Tourism remains a $4 trillion industry, as of 2020, with increased political muscle and influence as evidenced over the last year. But it can and must go beyond advocating for a reopening of international borders and obsessing over the ethics of Covid passports and instead use its platform to push for vaccine equity and uptake within its respective borders as well as across the global industry’s value chain.

Tourism industries in Greece and the Dominican Republic, for instance, have begun inoculating tourism workers, a smart compromise in restarting while ensuring vaccine equity among those who are the most exposed to travelers but also among those populations that might have had difficulty accessing shots sooner. The U.S. Virgin Islands hosted a ticketed vaccinated-only in-person carnival fete at the end of April to target hesitancy among young adults.

Each destination’s tourism organization has a unique perspective and data on its destination given that tourism links with multiple industries and sectors, and it’s the kind of information that policymakers can use to target vaccine uptake, Gusmano said.

“Obviously there’s a tension; the sooner the pandemic ends, the sooner people start traveling again and spending money and the industry has vested interest is make sure this happens quickly, but secondly people within the industry have voice and valuable things to say to policymakers about the consequences of how things are working but also how they can function in a more ethically appropriate way.”

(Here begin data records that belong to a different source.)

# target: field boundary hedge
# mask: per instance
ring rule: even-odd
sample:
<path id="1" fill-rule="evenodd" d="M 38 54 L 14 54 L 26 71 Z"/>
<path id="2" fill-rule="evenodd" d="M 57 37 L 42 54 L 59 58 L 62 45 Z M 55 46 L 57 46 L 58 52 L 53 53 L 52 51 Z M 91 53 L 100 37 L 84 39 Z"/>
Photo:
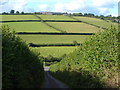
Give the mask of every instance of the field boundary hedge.
<path id="1" fill-rule="evenodd" d="M 77 43 L 77 44 L 74 44 L 74 43 L 67 43 L 67 44 L 33 44 L 33 43 L 29 43 L 28 44 L 29 47 L 49 47 L 49 46 L 80 46 L 82 44 L 80 43 Z"/>
<path id="2" fill-rule="evenodd" d="M 46 35 L 95 35 L 95 33 L 48 33 L 48 32 L 16 32 L 16 34 L 29 35 L 29 34 L 46 34 Z"/>

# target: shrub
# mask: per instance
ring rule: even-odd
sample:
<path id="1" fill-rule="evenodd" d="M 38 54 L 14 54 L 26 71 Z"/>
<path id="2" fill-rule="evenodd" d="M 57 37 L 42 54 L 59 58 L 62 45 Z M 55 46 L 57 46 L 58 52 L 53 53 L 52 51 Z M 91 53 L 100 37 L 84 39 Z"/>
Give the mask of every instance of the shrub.
<path id="1" fill-rule="evenodd" d="M 3 88 L 39 88 L 44 75 L 41 58 L 8 26 L 1 30 Z"/>

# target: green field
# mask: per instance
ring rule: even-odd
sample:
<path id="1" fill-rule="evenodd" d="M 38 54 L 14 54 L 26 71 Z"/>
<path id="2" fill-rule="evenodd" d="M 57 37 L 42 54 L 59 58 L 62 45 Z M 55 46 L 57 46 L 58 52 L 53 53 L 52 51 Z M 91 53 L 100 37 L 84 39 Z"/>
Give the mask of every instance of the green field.
<path id="1" fill-rule="evenodd" d="M 16 32 L 59 32 L 41 22 L 10 22 L 9 25 Z"/>
<path id="2" fill-rule="evenodd" d="M 1 15 L 3 21 L 10 20 L 39 20 L 33 15 Z M 43 20 L 72 20 L 68 16 L 64 15 L 38 15 Z M 101 19 L 90 18 L 90 17 L 74 17 L 81 21 L 98 25 L 101 27 L 110 27 L 111 24 L 114 24 L 117 27 L 116 23 L 106 22 Z M 46 22 L 49 25 L 66 31 L 68 33 L 96 33 L 103 31 L 101 28 L 95 26 L 81 23 L 81 22 Z M 1 25 L 1 23 L 0 23 Z M 14 29 L 16 32 L 59 32 L 42 22 L 10 22 L 3 23 L 3 25 L 9 25 L 10 28 Z M 60 33 L 60 32 L 59 32 Z M 84 43 L 86 39 L 90 38 L 90 35 L 19 35 L 27 43 L 34 44 L 65 44 L 73 43 L 77 41 L 78 43 Z M 53 55 L 60 57 L 63 54 L 68 54 L 75 50 L 76 47 L 65 46 L 65 47 L 39 47 L 32 48 L 36 51 L 39 51 L 41 55 L 48 56 Z"/>
<path id="3" fill-rule="evenodd" d="M 54 57 L 61 57 L 64 54 L 72 53 L 77 46 L 74 47 L 39 47 L 31 48 L 33 51 L 40 52 L 41 56 L 47 57 L 52 55 Z"/>
<path id="4" fill-rule="evenodd" d="M 72 20 L 72 21 L 76 21 L 72 18 L 69 18 L 67 16 L 63 16 L 63 15 L 38 15 L 39 17 L 41 17 L 43 20 Z"/>
<path id="5" fill-rule="evenodd" d="M 35 44 L 56 44 L 73 43 L 77 41 L 83 43 L 90 35 L 19 35 L 27 43 Z"/>
<path id="6" fill-rule="evenodd" d="M 102 30 L 92 25 L 79 22 L 47 22 L 47 23 L 69 33 L 96 33 Z"/>
<path id="7" fill-rule="evenodd" d="M 102 19 L 97 19 L 97 18 L 91 18 L 91 17 L 74 17 L 76 19 L 79 19 L 80 21 L 84 21 L 84 22 L 87 22 L 87 23 L 90 23 L 90 24 L 94 24 L 94 25 L 97 25 L 97 26 L 101 26 L 101 27 L 104 27 L 104 28 L 110 28 L 111 25 L 114 25 L 117 27 L 117 24 L 116 23 L 112 23 L 112 22 L 107 22 L 107 21 L 104 21 Z"/>
<path id="8" fill-rule="evenodd" d="M 14 20 L 39 20 L 33 15 L 0 15 L 2 21 L 14 21 Z"/>

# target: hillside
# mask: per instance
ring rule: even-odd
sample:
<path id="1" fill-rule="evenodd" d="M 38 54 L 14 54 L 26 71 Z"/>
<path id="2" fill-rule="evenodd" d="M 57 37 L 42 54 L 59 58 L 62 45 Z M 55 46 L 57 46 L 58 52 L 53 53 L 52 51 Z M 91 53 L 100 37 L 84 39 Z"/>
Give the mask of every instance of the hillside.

In the U.S., where experts now say herd immunity might never be reached, vulnerable communities of color either continue to struggle with access to vaccines or are dealing with vaccine hesitancy caused by a health system that hasn’t treated them well historically.

As of April 2021, in the District of Columbia, Black people made up 69 percent of Covid deaths yet just 36 percent have received vaccinations, according to the CDC’s analysis of data collected by the Kaiser Family Foundation. Hispanic people are also lagging in uptake in many states.

The latter could even be part of the reason the travel industry is facing a shortage of staff, Gusmano agreed. Vaccine hesitancy or lack of vaccine access could translate into a reluctance to return to tourist-facing jobs.

“The tourism industry has an opportunity to speak for the thousands of low to moderate paid employees who are working in restaurants, cleaning sheets, doing all the hard work, in the industry,” said Gusmano, adding that not paying attention to equity and allocation will only prolong the pandemic.

“If we are perpetuating the sorts of inequalities we currently have in terms of who is getting the vaccine and who is not, the pandemic is not going to end as soon as it could. And that means that the tourism industry, the entertainment industry, are all going to continue to suffer much longer than is necessary.”

While public and private sector trade groups such as the United National World Tourism Organization and WTTC have a role to play in speaking out and advocating for vaccine equity, it is also incumbent on all major travel businesses and destinations with vaccine access to do everything in their power to address vaccine equity within their communities and their primary global tourism markets where jabs are lagging.

And not just for the sake of economic recovery and reaching pre-pandemic arrival numbers, but for the fundamental element at the core of our global industry — humanity.

As it happens, it’s National Travel and Tourism Week in the U.S. A great time to start speaking up on this issue.